Like hockey pucks on a frozen Minnesota pond, we slid from the ancient world to the modern world in a matter of hours. I don’t know that Bapa thought about the contrasts zipping past as we went from one point of origin to another, but I was reeling. His adaptability also threw me for a loop as I watched him sitting, smiling, conversing with Janardan, happy as a clam in the midst of all the gadgets and machinery. Why was it so easy for him to be surrounded by such unfamiliar things when I need at least a month to adjust to the world he considers familiar?
He was made more at home, of course, because there were drums at the internet café. We sat and played through the afternoon, the foreign clientele entertained by Bapa, an ancient village man in a white dhoti playing as energetically as he does, the local clientele equally entertained by their disbelief that an American woman had become this old man’s daughter and learned the region’s San Kirtan music.
I suppose that Bapa and I together pose a certain juxtaposition ourselves – a tall, white American woman, an obvious product of the 1st World, and a small, brown, Indian man, an obvious product of the 3rd world. We forget these differences most days since there’s another, familiar rhythm resonating between us. But when one puts Bapa and web cams in the same room, loincloths with DVD writing, lifelong bare feet with hippie pilgrims in the latest Birkenstock styles, one is bound to feel some degree of overload.

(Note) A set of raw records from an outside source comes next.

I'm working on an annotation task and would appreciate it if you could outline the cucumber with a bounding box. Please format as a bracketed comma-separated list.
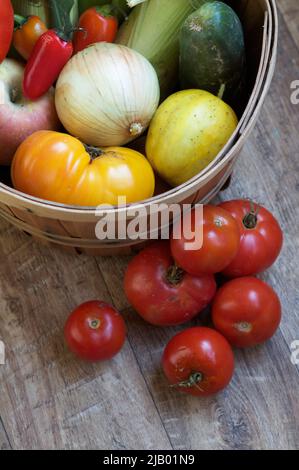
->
[179, 1, 246, 102]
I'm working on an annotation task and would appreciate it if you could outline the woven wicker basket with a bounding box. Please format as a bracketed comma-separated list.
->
[0, 0, 278, 255]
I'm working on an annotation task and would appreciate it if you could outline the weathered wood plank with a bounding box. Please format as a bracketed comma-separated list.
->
[124, 307, 299, 450]
[277, 0, 299, 48]
[0, 418, 11, 450]
[0, 220, 171, 450]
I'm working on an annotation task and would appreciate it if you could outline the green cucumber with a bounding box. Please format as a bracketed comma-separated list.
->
[180, 1, 246, 102]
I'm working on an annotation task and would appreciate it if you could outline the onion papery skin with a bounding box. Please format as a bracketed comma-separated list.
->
[55, 42, 160, 147]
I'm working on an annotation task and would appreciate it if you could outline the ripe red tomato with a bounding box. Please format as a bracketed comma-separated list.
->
[212, 277, 282, 348]
[64, 301, 126, 361]
[162, 327, 234, 396]
[124, 241, 216, 326]
[171, 205, 240, 275]
[218, 200, 283, 277]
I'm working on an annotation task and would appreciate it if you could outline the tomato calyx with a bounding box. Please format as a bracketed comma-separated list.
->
[171, 372, 203, 390]
[242, 201, 260, 229]
[88, 318, 101, 330]
[85, 145, 104, 161]
[166, 265, 185, 286]
[234, 321, 252, 333]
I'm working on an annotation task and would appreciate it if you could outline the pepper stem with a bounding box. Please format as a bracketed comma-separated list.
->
[14, 14, 27, 28]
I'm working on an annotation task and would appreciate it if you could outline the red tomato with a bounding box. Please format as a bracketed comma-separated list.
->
[73, 6, 118, 54]
[64, 301, 126, 361]
[212, 277, 282, 348]
[219, 200, 283, 277]
[124, 241, 216, 326]
[171, 205, 240, 276]
[162, 327, 234, 396]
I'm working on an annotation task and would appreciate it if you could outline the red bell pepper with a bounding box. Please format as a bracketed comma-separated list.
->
[23, 30, 73, 100]
[73, 5, 118, 54]
[0, 0, 14, 64]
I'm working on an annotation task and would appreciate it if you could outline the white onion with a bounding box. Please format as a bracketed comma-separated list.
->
[55, 42, 160, 147]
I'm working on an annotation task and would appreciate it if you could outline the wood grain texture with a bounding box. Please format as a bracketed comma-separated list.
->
[277, 0, 299, 48]
[0, 418, 11, 450]
[0, 0, 298, 450]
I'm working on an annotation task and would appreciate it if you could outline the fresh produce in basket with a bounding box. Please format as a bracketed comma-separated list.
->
[146, 89, 238, 187]
[0, 59, 59, 166]
[162, 327, 234, 396]
[55, 42, 160, 147]
[170, 205, 240, 276]
[23, 29, 74, 100]
[180, 1, 246, 101]
[212, 277, 282, 348]
[13, 15, 48, 60]
[218, 200, 283, 277]
[73, 5, 118, 53]
[116, 0, 195, 97]
[64, 300, 126, 361]
[11, 131, 155, 206]
[0, 0, 14, 64]
[124, 241, 216, 326]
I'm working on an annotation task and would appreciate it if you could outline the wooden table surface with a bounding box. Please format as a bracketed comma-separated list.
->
[0, 1, 298, 451]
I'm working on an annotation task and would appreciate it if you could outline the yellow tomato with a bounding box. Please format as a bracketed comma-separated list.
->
[11, 131, 155, 206]
[146, 89, 238, 187]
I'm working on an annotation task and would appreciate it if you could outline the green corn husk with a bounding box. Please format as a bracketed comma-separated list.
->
[11, 0, 78, 29]
[11, 0, 52, 25]
[117, 0, 195, 97]
[49, 0, 78, 31]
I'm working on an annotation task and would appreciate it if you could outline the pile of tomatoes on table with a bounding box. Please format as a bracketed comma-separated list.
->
[64, 199, 283, 397]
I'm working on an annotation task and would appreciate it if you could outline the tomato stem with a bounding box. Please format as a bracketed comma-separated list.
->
[243, 201, 260, 229]
[234, 321, 252, 333]
[85, 145, 103, 160]
[89, 318, 101, 329]
[172, 372, 203, 389]
[166, 265, 185, 286]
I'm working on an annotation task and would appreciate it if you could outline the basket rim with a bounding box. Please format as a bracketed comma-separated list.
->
[0, 0, 278, 216]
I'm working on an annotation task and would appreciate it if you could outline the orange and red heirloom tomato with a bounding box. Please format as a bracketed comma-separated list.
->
[11, 130, 155, 206]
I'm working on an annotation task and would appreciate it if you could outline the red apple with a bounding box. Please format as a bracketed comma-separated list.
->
[0, 59, 60, 165]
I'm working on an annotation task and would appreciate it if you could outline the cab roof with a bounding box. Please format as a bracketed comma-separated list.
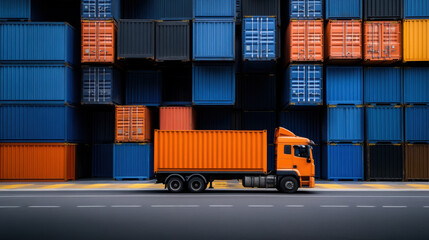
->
[275, 127, 312, 145]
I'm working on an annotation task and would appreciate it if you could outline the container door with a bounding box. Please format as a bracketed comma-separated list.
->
[116, 107, 131, 141]
[290, 65, 306, 103]
[131, 107, 146, 142]
[98, 21, 115, 63]
[307, 21, 322, 61]
[97, 68, 112, 102]
[259, 17, 276, 60]
[306, 65, 322, 104]
[382, 22, 400, 60]
[82, 22, 98, 62]
[243, 17, 259, 60]
[307, 0, 322, 18]
[292, 145, 314, 176]
[367, 22, 382, 59]
[290, 0, 306, 19]
[82, 0, 97, 18]
[98, 0, 112, 18]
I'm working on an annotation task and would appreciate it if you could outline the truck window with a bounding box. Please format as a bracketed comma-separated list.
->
[284, 145, 291, 154]
[294, 145, 309, 158]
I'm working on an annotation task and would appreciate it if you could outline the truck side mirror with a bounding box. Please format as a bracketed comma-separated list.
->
[307, 156, 311, 163]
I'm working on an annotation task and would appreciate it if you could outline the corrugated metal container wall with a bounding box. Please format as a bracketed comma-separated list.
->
[404, 68, 429, 104]
[0, 64, 78, 105]
[122, 0, 164, 19]
[403, 20, 429, 62]
[325, 0, 362, 19]
[192, 63, 236, 105]
[278, 110, 321, 144]
[0, 105, 88, 143]
[241, 74, 276, 110]
[286, 20, 324, 62]
[242, 0, 280, 24]
[363, 21, 402, 62]
[197, 108, 241, 130]
[118, 20, 154, 59]
[115, 106, 152, 143]
[322, 144, 364, 180]
[154, 130, 267, 173]
[160, 107, 196, 130]
[364, 0, 402, 20]
[0, 0, 31, 20]
[81, 66, 122, 105]
[193, 0, 236, 17]
[405, 144, 429, 180]
[81, 0, 121, 20]
[242, 111, 276, 144]
[163, 0, 193, 20]
[193, 19, 235, 61]
[366, 106, 404, 143]
[0, 23, 76, 65]
[236, 0, 242, 22]
[125, 70, 162, 106]
[81, 20, 116, 63]
[92, 109, 115, 143]
[92, 144, 113, 178]
[289, 0, 323, 19]
[364, 67, 403, 104]
[325, 20, 362, 60]
[405, 106, 429, 142]
[404, 0, 429, 19]
[326, 66, 363, 105]
[156, 21, 190, 61]
[324, 106, 364, 142]
[284, 64, 323, 106]
[367, 144, 403, 180]
[162, 65, 192, 105]
[114, 143, 154, 180]
[0, 143, 76, 181]
[242, 17, 278, 61]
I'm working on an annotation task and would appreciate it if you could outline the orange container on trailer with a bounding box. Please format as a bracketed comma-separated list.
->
[154, 130, 267, 173]
[286, 20, 324, 63]
[0, 143, 76, 181]
[160, 107, 196, 130]
[325, 20, 362, 61]
[364, 21, 402, 62]
[81, 20, 116, 63]
[115, 105, 152, 143]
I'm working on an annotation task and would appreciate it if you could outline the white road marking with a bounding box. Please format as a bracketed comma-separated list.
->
[0, 206, 20, 208]
[76, 205, 106, 208]
[382, 206, 407, 208]
[111, 205, 141, 208]
[209, 205, 233, 208]
[424, 206, 429, 208]
[286, 205, 304, 208]
[248, 205, 274, 208]
[356, 205, 376, 208]
[151, 205, 200, 208]
[28, 206, 60, 208]
[320, 205, 349, 208]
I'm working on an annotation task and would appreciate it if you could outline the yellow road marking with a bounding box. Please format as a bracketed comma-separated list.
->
[39, 184, 74, 189]
[125, 184, 163, 189]
[406, 184, 429, 189]
[81, 184, 112, 189]
[362, 184, 392, 189]
[0, 184, 33, 189]
[316, 184, 344, 189]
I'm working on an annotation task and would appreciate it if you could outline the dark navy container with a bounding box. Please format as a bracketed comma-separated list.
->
[125, 70, 162, 106]
[121, 0, 164, 19]
[156, 21, 190, 61]
[324, 105, 364, 143]
[113, 143, 154, 180]
[404, 67, 429, 104]
[0, 0, 31, 20]
[242, 111, 276, 144]
[162, 65, 192, 105]
[322, 143, 364, 180]
[289, 0, 323, 19]
[81, 0, 121, 20]
[242, 0, 281, 24]
[326, 66, 363, 105]
[283, 65, 323, 107]
[92, 109, 115, 144]
[366, 105, 404, 143]
[118, 19, 155, 59]
[364, 67, 403, 104]
[267, 144, 275, 171]
[405, 106, 429, 142]
[0, 64, 78, 105]
[278, 110, 321, 144]
[81, 66, 122, 105]
[241, 74, 276, 110]
[242, 17, 278, 61]
[0, 105, 89, 143]
[364, 0, 403, 20]
[197, 108, 241, 130]
[313, 145, 321, 178]
[163, 0, 193, 20]
[325, 0, 362, 19]
[92, 144, 113, 178]
[404, 0, 429, 19]
[193, 0, 236, 18]
[367, 144, 404, 180]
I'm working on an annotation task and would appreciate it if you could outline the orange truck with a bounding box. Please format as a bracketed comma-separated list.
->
[154, 127, 315, 193]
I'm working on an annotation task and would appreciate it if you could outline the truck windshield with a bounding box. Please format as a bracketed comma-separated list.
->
[294, 145, 309, 158]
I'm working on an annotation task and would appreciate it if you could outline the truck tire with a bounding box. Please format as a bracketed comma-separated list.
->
[187, 176, 206, 193]
[279, 177, 298, 193]
[167, 177, 185, 193]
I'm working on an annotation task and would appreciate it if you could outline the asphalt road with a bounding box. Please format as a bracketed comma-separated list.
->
[1, 190, 429, 240]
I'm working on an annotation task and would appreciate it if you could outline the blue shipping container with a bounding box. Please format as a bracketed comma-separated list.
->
[404, 0, 429, 19]
[405, 106, 429, 142]
[163, 0, 193, 20]
[284, 65, 323, 106]
[404, 67, 429, 104]
[197, 108, 241, 130]
[193, 63, 236, 105]
[242, 17, 277, 61]
[289, 0, 323, 19]
[325, 0, 362, 19]
[0, 105, 89, 143]
[193, 18, 235, 61]
[242, 111, 276, 143]
[364, 67, 403, 104]
[92, 109, 115, 144]
[0, 22, 76, 65]
[0, 64, 78, 105]
[114, 143, 154, 180]
[92, 144, 113, 178]
[366, 106, 404, 143]
[241, 74, 276, 110]
[82, 67, 122, 105]
[81, 0, 121, 20]
[326, 66, 363, 105]
[193, 0, 236, 17]
[278, 110, 321, 144]
[125, 70, 162, 106]
[324, 105, 364, 142]
[322, 144, 364, 180]
[0, 0, 31, 20]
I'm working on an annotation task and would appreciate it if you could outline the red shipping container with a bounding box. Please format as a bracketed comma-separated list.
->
[325, 20, 362, 61]
[81, 20, 116, 63]
[160, 107, 196, 130]
[115, 106, 152, 143]
[364, 21, 402, 62]
[286, 20, 324, 63]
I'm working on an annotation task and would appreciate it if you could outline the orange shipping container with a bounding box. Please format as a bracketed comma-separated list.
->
[364, 21, 402, 62]
[286, 20, 324, 63]
[154, 130, 267, 173]
[0, 143, 75, 181]
[115, 105, 151, 143]
[403, 19, 429, 62]
[81, 20, 116, 63]
[160, 107, 196, 130]
[325, 20, 362, 61]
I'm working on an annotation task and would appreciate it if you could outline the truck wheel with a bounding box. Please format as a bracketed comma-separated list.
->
[279, 177, 298, 193]
[167, 177, 185, 193]
[187, 176, 206, 193]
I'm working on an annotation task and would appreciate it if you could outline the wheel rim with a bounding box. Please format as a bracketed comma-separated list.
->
[170, 180, 181, 190]
[191, 180, 201, 191]
[285, 181, 294, 190]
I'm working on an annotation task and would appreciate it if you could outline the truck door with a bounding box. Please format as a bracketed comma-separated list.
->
[292, 145, 314, 176]
[276, 144, 295, 170]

I’m always asking how to bridge the gap, make things more even, giving equal opportunity to the people of the 1st and 3rd worlds. Most of the time, from the vantage point of Juanga, the gap feels enormous and nearly unbridgeable. But this weekend, sitting with Bapa in that pink room, the buzz of technology surrounding us, I tried to comprehend just what was so confounding about the whole scene. I came to understand a sense of opportunity within this complex reality; that there are indeed ample means to shorten the distance. If Thomas Friedman is right, and “The World is Flat,” then maybe Bapa, and more importantly, Bapa’s grandchildren, will find a way to slide across the rink and land in a place far away from the poverty that currently surrounds them.